A Idade Média foi um período eminentemente teocrático. A idéia de Deus estava firmemente arraigada em todos os espíritos. A Igreja Católica, detentora de privilégios ímpares, dominava as consciências e os espíritos. O papado, ao lado do feudalismo, completava o binômio “poder-espiritual versus poder-secular”. Era uma época de fé. Depois que o suave misticismo de São Bernardo, no século XII, iniciou um trabalho admirável sobre a Paixão de Cristo, a sensibilidade religiosa da alma medieval não mais cessou de desenvolver-se. Referem os cronistas da época que o povo, em massa, chorava quando ouvia a leitura da Paixão e Morte de Cristo, feita por um leitor que tinha boa dicção e capacidade fônica. O espírito popular estava impregnado dos conceitos de Cristo e da Cruz. Desde a mais tenra idade, a imagem da Cruz implantava-se no sensível coração infantil. Quando Jean Gerson era criança, viu o pai encostar-se a uma parede, abrir os braços em cruz e exclamar: “Foi assim, meu filho, que crucificaram o teu Deus, aquele que te criou e te salvou.” O povo não sabia ler, mas era freqüente encontrar-se em plena Idade Média (do século IX ao XIII) pessoas que sabiam a Sagrada Escritura de cor, ou ao menos substanciosos trechos. O povo tinha preferência pelos textos que relatavam o nascimento e a morte do Salvador; do Antigo Testamento — sempre segundo os cronistas medievais — gostavam de recitar as histórias de Davi, de Tobias, de Judite, Ester e Jó. Os Salmos eram conhecidos apenas em pequenos trechos, ao passo que os profetas, Isaías, Jeremias, Daniel e outros eram recitados de cor, pelo menos nas suas partes mais importantes. Não havia quem não conhecesse a tocante história dos Macabeus. O pobre povo medieval não só conhecia as Sagradas Escrituras, mas as vivia. Referem os cronistas da época que um pregador interrompeu o sermão por um quarto de hora e permaneceu silencioso com os braços em cruz; os fiéis, choravam. Uma pobre freira que levava lenha para a cozinha do mosteiro, imagina-se transportando a Cruz do Salvador. Uma cega que lava a roupa toma a selha pela manjedoura, e a casa de lavar pelo presépio. Os pregadores, sempre, começavam e terminavam seus sermões com citações das Sagradas Escrituras. Não raro, o pregador limitava-se a relatar um fato bíblico, e, ao fim, aplicava-o à sua comunidade. Como se vê, era uma época em que a Palavra de Deus gozava de grande prestígio.

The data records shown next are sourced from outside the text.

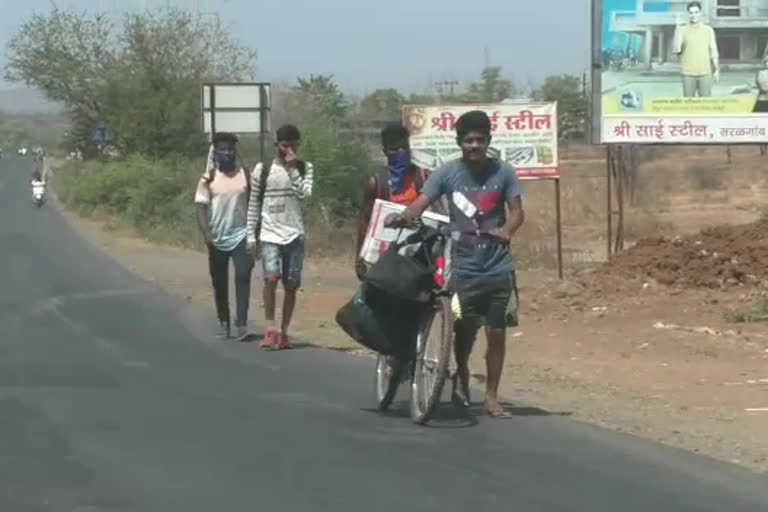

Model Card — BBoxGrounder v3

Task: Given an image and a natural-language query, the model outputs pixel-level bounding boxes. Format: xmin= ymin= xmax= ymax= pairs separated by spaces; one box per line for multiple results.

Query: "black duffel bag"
xmin=364 ymin=234 xmax=437 ymax=304
xmin=336 ymin=283 xmax=422 ymax=359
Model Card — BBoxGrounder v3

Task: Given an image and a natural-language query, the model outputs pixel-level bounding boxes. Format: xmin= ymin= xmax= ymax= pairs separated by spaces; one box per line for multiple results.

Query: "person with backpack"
xmin=386 ymin=110 xmax=525 ymax=418
xmin=355 ymin=123 xmax=428 ymax=279
xmin=195 ymin=133 xmax=254 ymax=340
xmin=247 ymin=125 xmax=313 ymax=350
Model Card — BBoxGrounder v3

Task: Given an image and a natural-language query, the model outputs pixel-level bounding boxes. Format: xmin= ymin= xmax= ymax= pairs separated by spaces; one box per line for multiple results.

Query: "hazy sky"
xmin=0 ymin=0 xmax=589 ymax=94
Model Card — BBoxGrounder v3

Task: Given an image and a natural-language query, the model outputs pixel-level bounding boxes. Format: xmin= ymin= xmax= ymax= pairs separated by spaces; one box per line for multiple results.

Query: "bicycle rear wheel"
xmin=411 ymin=297 xmax=453 ymax=425
xmin=375 ymin=354 xmax=408 ymax=411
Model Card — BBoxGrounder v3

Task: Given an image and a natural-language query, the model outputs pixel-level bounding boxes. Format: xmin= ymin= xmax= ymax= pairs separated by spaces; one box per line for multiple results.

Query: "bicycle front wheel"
xmin=411 ymin=297 xmax=453 ymax=425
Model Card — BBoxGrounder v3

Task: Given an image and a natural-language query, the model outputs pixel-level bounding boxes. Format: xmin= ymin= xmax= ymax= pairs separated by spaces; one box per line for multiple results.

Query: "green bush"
xmin=55 ymin=155 xmax=204 ymax=247
xmin=55 ymin=125 xmax=371 ymax=253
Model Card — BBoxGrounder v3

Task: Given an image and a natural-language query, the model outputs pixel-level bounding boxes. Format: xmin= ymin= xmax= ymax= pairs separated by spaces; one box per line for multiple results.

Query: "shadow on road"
xmin=362 ymin=401 xmax=573 ymax=429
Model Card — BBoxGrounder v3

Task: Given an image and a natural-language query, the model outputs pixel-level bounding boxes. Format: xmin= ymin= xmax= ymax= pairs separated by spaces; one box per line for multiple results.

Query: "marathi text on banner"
xmin=592 ymin=0 xmax=768 ymax=144
xmin=403 ymin=103 xmax=560 ymax=179
xmin=602 ymin=116 xmax=768 ymax=144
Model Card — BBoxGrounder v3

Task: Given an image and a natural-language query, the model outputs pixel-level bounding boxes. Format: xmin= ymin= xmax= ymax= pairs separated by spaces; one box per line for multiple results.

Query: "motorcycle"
xmin=32 ymin=181 xmax=45 ymax=208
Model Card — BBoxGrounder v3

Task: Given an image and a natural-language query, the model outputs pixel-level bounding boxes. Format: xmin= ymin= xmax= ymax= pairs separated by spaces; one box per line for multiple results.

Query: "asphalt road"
xmin=0 ymin=159 xmax=768 ymax=512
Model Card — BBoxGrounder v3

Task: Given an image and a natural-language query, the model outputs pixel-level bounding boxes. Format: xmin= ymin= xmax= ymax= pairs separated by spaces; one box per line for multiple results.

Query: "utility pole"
xmin=435 ymin=80 xmax=459 ymax=101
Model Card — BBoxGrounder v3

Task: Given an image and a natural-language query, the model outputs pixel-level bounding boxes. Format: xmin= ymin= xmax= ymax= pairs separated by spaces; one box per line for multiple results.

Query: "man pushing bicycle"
xmin=388 ymin=111 xmax=525 ymax=418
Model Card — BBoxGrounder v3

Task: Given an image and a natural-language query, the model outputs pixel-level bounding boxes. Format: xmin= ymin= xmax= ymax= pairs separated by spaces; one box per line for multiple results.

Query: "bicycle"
xmin=375 ymin=221 xmax=453 ymax=425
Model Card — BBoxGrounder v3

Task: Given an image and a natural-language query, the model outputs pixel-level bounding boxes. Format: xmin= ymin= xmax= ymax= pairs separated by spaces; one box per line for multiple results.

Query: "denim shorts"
xmin=261 ymin=236 xmax=304 ymax=290
xmin=454 ymin=271 xmax=519 ymax=330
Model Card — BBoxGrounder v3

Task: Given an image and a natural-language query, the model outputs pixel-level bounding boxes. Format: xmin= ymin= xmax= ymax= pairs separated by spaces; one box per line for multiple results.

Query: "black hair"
xmin=275 ymin=124 xmax=301 ymax=142
xmin=212 ymin=132 xmax=237 ymax=144
xmin=381 ymin=123 xmax=410 ymax=147
xmin=456 ymin=110 xmax=491 ymax=139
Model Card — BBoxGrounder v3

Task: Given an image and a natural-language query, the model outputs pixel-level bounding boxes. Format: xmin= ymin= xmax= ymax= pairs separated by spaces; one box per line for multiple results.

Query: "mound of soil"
xmin=596 ymin=220 xmax=768 ymax=288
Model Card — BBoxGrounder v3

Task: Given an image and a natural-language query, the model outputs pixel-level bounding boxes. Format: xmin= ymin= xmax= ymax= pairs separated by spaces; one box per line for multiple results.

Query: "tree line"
xmin=5 ymin=7 xmax=588 ymax=226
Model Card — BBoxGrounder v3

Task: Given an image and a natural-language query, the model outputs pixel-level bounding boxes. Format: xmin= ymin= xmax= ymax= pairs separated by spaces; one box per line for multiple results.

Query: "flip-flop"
xmin=483 ymin=405 xmax=512 ymax=420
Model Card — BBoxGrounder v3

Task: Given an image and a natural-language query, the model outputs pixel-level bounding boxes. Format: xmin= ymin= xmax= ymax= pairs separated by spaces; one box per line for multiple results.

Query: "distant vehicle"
xmin=32 ymin=180 xmax=45 ymax=208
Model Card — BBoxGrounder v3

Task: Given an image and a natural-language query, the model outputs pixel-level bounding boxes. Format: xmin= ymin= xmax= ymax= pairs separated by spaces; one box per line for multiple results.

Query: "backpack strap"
xmin=249 ymin=160 xmax=272 ymax=240
xmin=413 ymin=167 xmax=429 ymax=193
xmin=296 ymin=160 xmax=307 ymax=178
xmin=374 ymin=165 xmax=391 ymax=201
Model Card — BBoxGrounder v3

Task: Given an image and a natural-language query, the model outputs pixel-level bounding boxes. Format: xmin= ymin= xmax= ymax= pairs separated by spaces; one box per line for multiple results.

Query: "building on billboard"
xmin=603 ymin=0 xmax=768 ymax=71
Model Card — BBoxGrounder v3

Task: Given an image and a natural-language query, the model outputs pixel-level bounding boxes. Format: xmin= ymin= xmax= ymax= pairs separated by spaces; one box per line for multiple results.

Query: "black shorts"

Nos albores do século XVI, outro era o aspecto da Europa.

O Renascimento e o Humanismo trouxeram novas idéias. Já agora não Deus, mas o Homem era o centro do Universo.

Surge a escola chamada Clássica, que toma como modelo as obras imortais gregas e latinas. É um neo-paganismo que se insinua na Europa cristã. Em lugar da Bíblia, as obras de Cícero.

Os prelados da Cúria Romana negam-se a ler a Bíblia na versão da Vulgata (feita por São Jerônimo), porque o Latim em que é vazada lhes fere a sensibilidade do ouvido acostumado com o Latim dos poetas e prosadores da Idade Áurea da Literatura Latina. Cardeais recusam-se a ler em Latim as Epístolas de São Paulo, porque elas não foram redigidas com pureza ciceroniana. Os novos modelos são os clássicos da latinidade: Cícero, Vergílio, Ovídio, Horácio . . .

É a época do grande desprestígio da Bíblia no seio das comunidades católicas.

Mas Lutero, que fizera a tradução da Sagrada Escritura para o alemão (uma atitude sem precedentes, considerada audaciosa), incita os seus seguidores a lerem a Bíblia. É ela a palavra de Deus, o alimento da alma. Percebe-se, então, esta coisa singular: Lutero e os protestantes, ardentes adeptos da leitura da Bíblia; os católicos, esquecidos da Palavra do Senhor.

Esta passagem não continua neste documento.